Inside The Stockhausen Dream Studio

In his latest video, synthesist Hainbach documents his visit to Willem Twee Studios, a studio in the Netherlands that features a mix of traditional electro-acoustic studio gear and vintage synthesizers.

Or as Hainbach calls it, ‘The Stockhausen Dream Studio‘.

The studio features tape recorders, sine and pulse oscillators, tube sine wave generators and filters, passive octave filter (LC), HP test and measurement instruments like filters, function and noise generators, pulse train generators and more.

Here’s what he has to say about the Studio:

Built from the collection of Hans Kulk, who has been working with early electronic music tools since 1983, the studio is integrated into Willem Twee, a concert venue in ‘s-Hertogenbosch. Run lovingly by Rikkert Brok, Armeno Alberts and Hans, the two studios and the beautiful Tonzaal, built into a former Synagoge, breathe history.

You can find post-war communications technology next to early analog computers, classic Arp synthesizers and custom made tools, as well as a beautiful pipe organ and all you ever need to create tape collages. Everything is ready to be played and recorded, and kept in amazing shape.
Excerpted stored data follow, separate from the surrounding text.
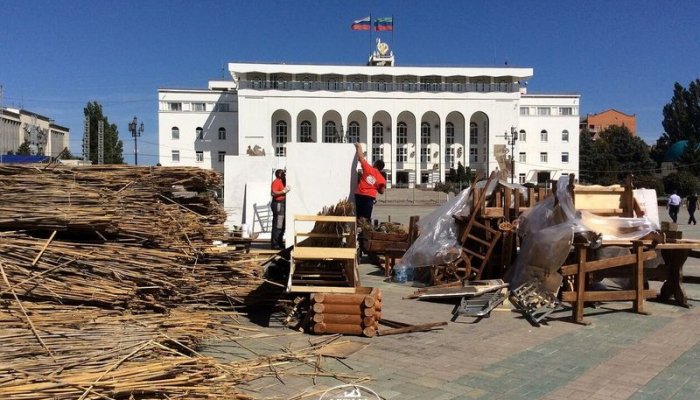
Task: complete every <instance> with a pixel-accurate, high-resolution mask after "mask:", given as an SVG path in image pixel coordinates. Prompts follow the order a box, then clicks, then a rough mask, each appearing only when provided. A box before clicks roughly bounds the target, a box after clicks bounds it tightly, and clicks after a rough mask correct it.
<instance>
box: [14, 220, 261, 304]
mask: <svg viewBox="0 0 700 400" xmlns="http://www.w3.org/2000/svg"><path fill="white" fill-rule="evenodd" d="M47 243H48V241H47V240H45V239H37V238H33V237H30V236H27V235H23V234H17V233H0V254H2V255H1V256H0V265H2V266H3V268H4V270H5V272H6V274H7V277H8V281H9V285H10V286H9V287H8V286H7V285H6V284H5V283H4V282H2V281H0V294H2V295H3V296H6V295H7V293H8V291H9V289H10V287H11V288H13V290H14V291H15V292H16V293H17V294H18V295H19V296H21V297H23V298H27V299H33V300H40V301H54V302H56V303H60V304H77V305H92V306H100V307H105V308H110V309H132V310H139V309H146V310H155V311H167V310H168V309H170V308H173V307H177V306H179V305H181V304H192V303H195V304H199V305H200V306H202V307H206V306H214V305H216V306H217V307H224V308H228V307H229V306H230V305H240V304H243V303H244V302H245V301H251V300H252V299H249V298H248V297H249V295H250V294H251V293H252V292H253V291H254V290H256V289H258V288H259V287H260V285H261V284H262V270H261V267H260V266H259V265H258V263H257V262H255V260H253V259H252V257H251V256H249V255H247V254H245V253H243V252H230V253H226V254H225V255H219V256H218V257H216V258H206V257H202V258H196V257H194V256H190V255H188V254H185V253H183V252H180V251H178V250H176V249H152V248H144V247H142V246H138V245H133V244H124V243H102V244H95V243H92V244H89V243H76V242H65V241H58V240H54V241H52V242H51V243H48V246H46V244H47ZM44 246H46V248H45V249H43V248H44ZM42 249H43V251H42ZM261 297H264V296H262V294H261Z"/></svg>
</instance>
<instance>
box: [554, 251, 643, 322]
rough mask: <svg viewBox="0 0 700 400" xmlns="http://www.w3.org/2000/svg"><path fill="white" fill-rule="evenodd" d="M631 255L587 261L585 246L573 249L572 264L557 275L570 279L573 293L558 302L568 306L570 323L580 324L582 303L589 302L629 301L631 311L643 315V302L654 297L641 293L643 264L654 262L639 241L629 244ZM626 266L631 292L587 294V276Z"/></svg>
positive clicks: (586, 254)
mask: <svg viewBox="0 0 700 400" xmlns="http://www.w3.org/2000/svg"><path fill="white" fill-rule="evenodd" d="M631 243H632V254H630V255H626V256H619V257H611V258H606V259H602V260H596V261H588V252H589V245H588V244H586V243H579V244H577V245H576V260H577V261H576V263H575V264H569V265H564V266H562V267H561V269H560V271H561V274H562V275H563V276H564V278H565V279H566V278H567V277H573V281H574V283H573V290H572V291H564V292H562V295H561V299H562V301H565V302H568V303H571V305H572V315H571V318H572V320H573V321H574V322H577V323H583V308H584V303H585V302H593V301H630V300H631V301H632V309H633V311H634V312H636V313H640V314H646V312H645V311H644V299H647V298H651V297H656V292H655V291H654V290H645V289H644V261H646V260H651V259H654V258H656V252H655V251H654V249H653V248H646V247H645V243H644V242H643V241H641V240H636V241H632V242H631ZM624 266H627V267H629V268H630V273H629V274H627V276H630V277H631V278H632V289H631V290H590V289H589V285H588V282H589V274H590V273H592V272H596V271H603V270H609V269H612V268H620V267H624Z"/></svg>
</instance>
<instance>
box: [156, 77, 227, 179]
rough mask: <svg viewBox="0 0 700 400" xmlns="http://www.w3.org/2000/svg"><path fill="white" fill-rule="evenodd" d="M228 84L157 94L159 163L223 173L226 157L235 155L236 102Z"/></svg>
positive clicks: (169, 90) (222, 81) (171, 90)
mask: <svg viewBox="0 0 700 400" xmlns="http://www.w3.org/2000/svg"><path fill="white" fill-rule="evenodd" d="M235 89H236V87H235V84H234V82H231V81H211V82H209V88H208V89H203V90H190V89H160V90H159V91H158V101H159V105H158V147H159V163H160V164H161V165H166V166H174V165H188V166H198V167H202V168H207V169H213V170H216V171H219V172H221V173H223V171H224V158H225V157H226V155H236V154H238V149H239V147H238V144H239V140H238V101H237V100H238V99H237V94H236V90H235Z"/></svg>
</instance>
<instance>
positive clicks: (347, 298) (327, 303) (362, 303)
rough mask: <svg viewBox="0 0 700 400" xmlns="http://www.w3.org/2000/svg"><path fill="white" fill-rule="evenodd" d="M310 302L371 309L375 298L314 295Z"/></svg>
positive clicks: (360, 294)
mask: <svg viewBox="0 0 700 400" xmlns="http://www.w3.org/2000/svg"><path fill="white" fill-rule="evenodd" d="M312 301H313V302H314V303H324V304H348V305H355V304H358V305H364V306H365V307H372V306H373V305H374V303H375V301H376V300H375V298H374V297H372V296H369V295H366V294H349V293H348V294H346V293H314V296H313V299H312Z"/></svg>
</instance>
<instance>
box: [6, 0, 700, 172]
mask: <svg viewBox="0 0 700 400" xmlns="http://www.w3.org/2000/svg"><path fill="white" fill-rule="evenodd" d="M370 13H371V14H372V17H388V16H393V17H394V21H395V31H394V33H393V39H392V35H391V33H384V34H382V35H381V37H382V39H383V40H384V41H387V42H389V44H390V45H391V46H392V48H393V51H394V54H395V55H396V62H397V64H400V65H461V66H489V65H503V64H504V63H505V62H506V61H508V63H509V65H512V66H520V67H532V68H534V77H533V78H532V79H531V80H530V82H529V86H528V90H529V91H531V92H548V93H552V92H567V93H570V92H575V93H579V94H580V95H581V110H580V112H581V114H582V115H584V114H586V113H597V112H600V111H604V110H606V109H609V108H614V109H617V110H620V111H622V112H625V113H628V114H636V115H637V127H638V133H639V136H640V137H642V138H643V139H644V140H645V141H646V142H647V143H650V144H652V143H654V142H655V140H656V139H657V138H658V137H659V136H660V135H661V133H662V132H663V128H662V126H661V120H662V119H663V116H662V108H663V106H664V104H666V103H668V102H669V101H670V99H671V97H672V95H673V84H674V83H675V82H679V83H681V84H682V85H683V86H686V87H687V85H688V84H689V83H690V82H691V81H692V80H694V79H698V78H700V20H699V19H698V16H700V1H696V0H693V1H674V0H671V1H651V0H637V1H628V0H616V1H613V0H610V1H598V0H587V1H580V2H574V1H553V0H540V1H523V0H520V1H515V0H514V1H498V0H492V1H466V0H454V1H434V2H427V1H414V0H395V1H378V0H375V1H365V0H353V1H347V0H346V1H339V0H337V1H336V0H325V1H322V0H318V1H306V0H296V1H265V0H258V1H213V0H198V1H192V0H190V1H181V0H174V1H163V0H150V1H143V0H140V1H132V0H122V1H116V0H115V1H106V0H91V1H82V0H80V1H78V0H63V1H55V0H4V1H3V5H2V9H1V11H0V16H1V17H2V24H0V85H2V86H3V88H4V96H3V105H4V106H9V107H20V106H21V107H23V108H25V109H27V110H30V111H34V112H37V113H39V114H42V115H45V116H48V117H50V118H53V119H54V120H55V121H56V123H58V124H60V125H63V126H66V127H68V128H70V130H71V151H72V152H73V154H80V153H81V151H82V150H81V143H82V142H81V140H82V119H83V108H84V107H85V105H86V103H87V102H88V101H98V102H100V103H101V104H102V105H103V108H104V113H105V115H107V117H108V118H109V120H110V122H111V123H115V124H117V126H118V128H119V134H120V137H121V138H122V140H124V156H125V160H126V161H127V162H129V163H133V140H132V138H131V136H130V133H129V131H128V129H127V124H128V122H129V121H130V120H131V119H132V118H133V117H134V116H135V115H136V116H138V118H139V119H140V120H143V121H144V123H145V129H146V131H145V134H144V136H142V137H141V138H140V139H139V155H140V156H139V162H140V163H141V164H144V163H147V164H155V163H156V162H157V160H156V156H157V152H158V150H157V124H158V114H157V90H158V88H205V87H206V86H207V82H208V80H210V79H220V78H221V77H222V76H223V74H224V67H225V64H226V63H227V62H231V61H260V62H286V63H323V64H356V65H360V64H363V63H364V62H365V61H366V60H367V56H368V53H369V49H370V40H369V34H368V33H367V32H359V31H351V30H350V23H351V22H352V21H353V20H354V19H359V18H362V17H364V16H367V15H368V14H370Z"/></svg>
This was an absolute highlight for me personally and I hope to return for a longer stay some time.

For another view of this studio in action, see Albert Van Abbe’s electroacoustic music studio jam session.
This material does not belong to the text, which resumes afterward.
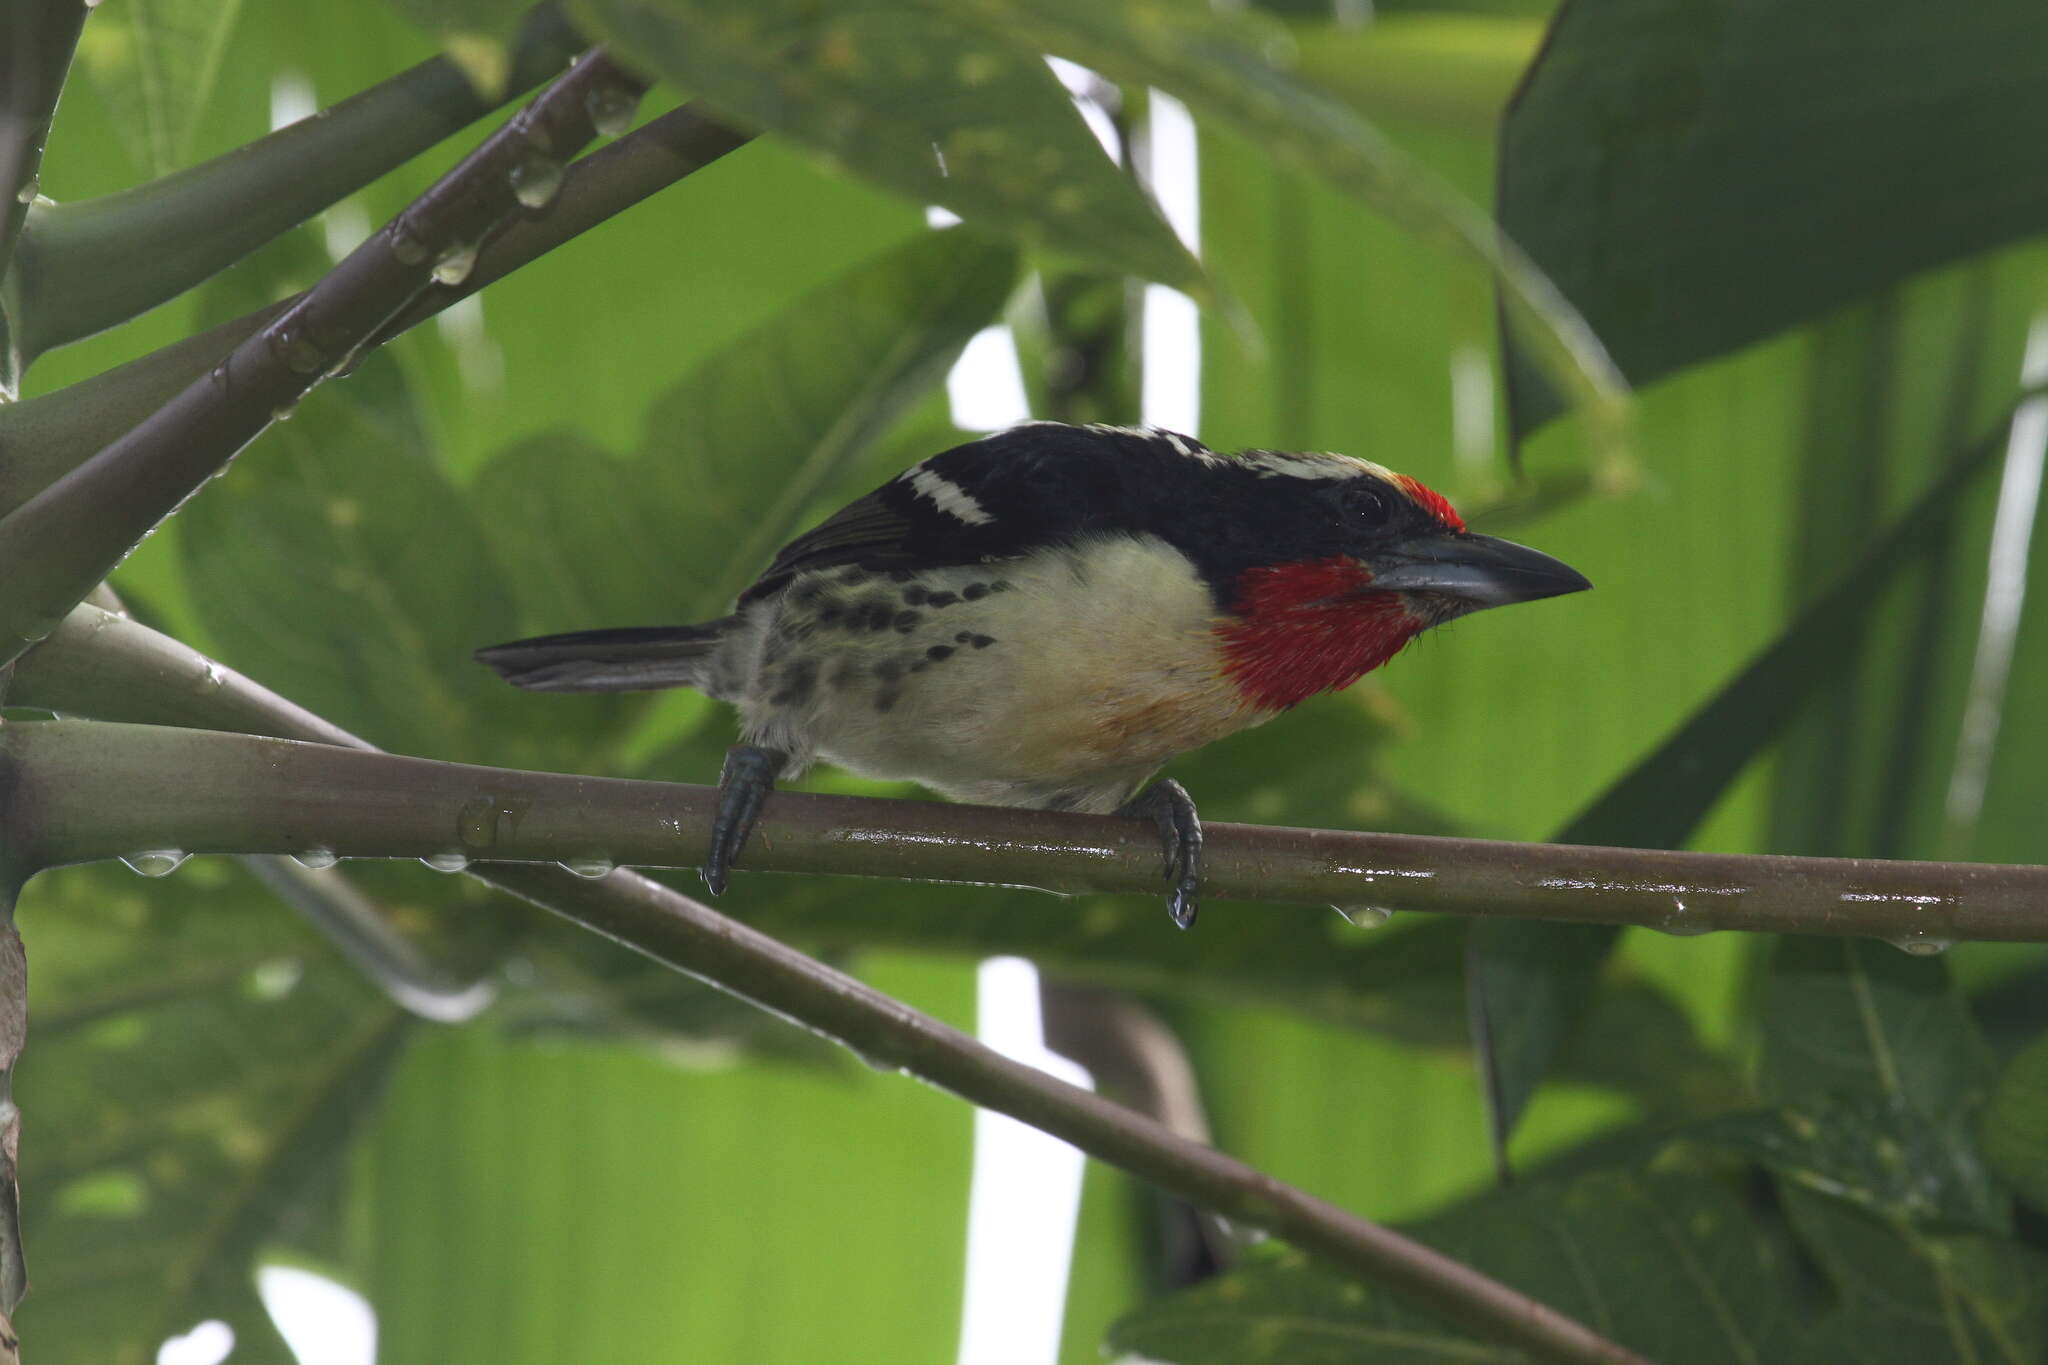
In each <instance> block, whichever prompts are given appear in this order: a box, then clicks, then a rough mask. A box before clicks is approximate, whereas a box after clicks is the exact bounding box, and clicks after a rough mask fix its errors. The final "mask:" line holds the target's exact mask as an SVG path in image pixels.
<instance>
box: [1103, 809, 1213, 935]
mask: <svg viewBox="0 0 2048 1365" xmlns="http://www.w3.org/2000/svg"><path fill="white" fill-rule="evenodd" d="M1118 814H1139V817H1145V819H1149V821H1153V823H1155V825H1159V843H1161V847H1163V849H1165V880H1167V892H1165V913H1167V915H1171V917H1174V923H1176V925H1180V927H1182V929H1190V927H1194V913H1196V911H1198V909H1202V900H1200V892H1202V817H1198V814H1196V812H1194V798H1192V796H1188V788H1184V786H1182V784H1178V782H1174V780H1171V778H1167V780H1165V782H1155V784H1151V786H1149V788H1145V792H1141V794H1139V796H1133V798H1130V800H1126V802H1124V804H1122V808H1120V810H1118Z"/></svg>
9 thoughts on “Inside The Stockhausen Dream Studio

  1. Big fan n follower of this unbelievable man….Studied Stockhausen in college….amazing artist n pioneer in sound….have a ton of LP’s/CD’s n books by Jim n/ on him….

  2. I would have killed for a good lissajous display on one of those oscillographs in the video. The old PAIA 4730 multimode filter could make the wackiest lissajous figures on one of those.

    1. There was an iOS app that had old gear like this in it. I can’t find it anymore. I thought it was the BBC sound lab. But no hits. I’m sure it was in this blog…

        1. Cool Zach, thank for the link! That’s not the one though. The cue for me was the gunmetal grey panels, same idea, different presentation.

  3. totally old skool !! Love it. I wish more experimental music would return to the airwaves and put all this disco robot crap that has replaced it to death.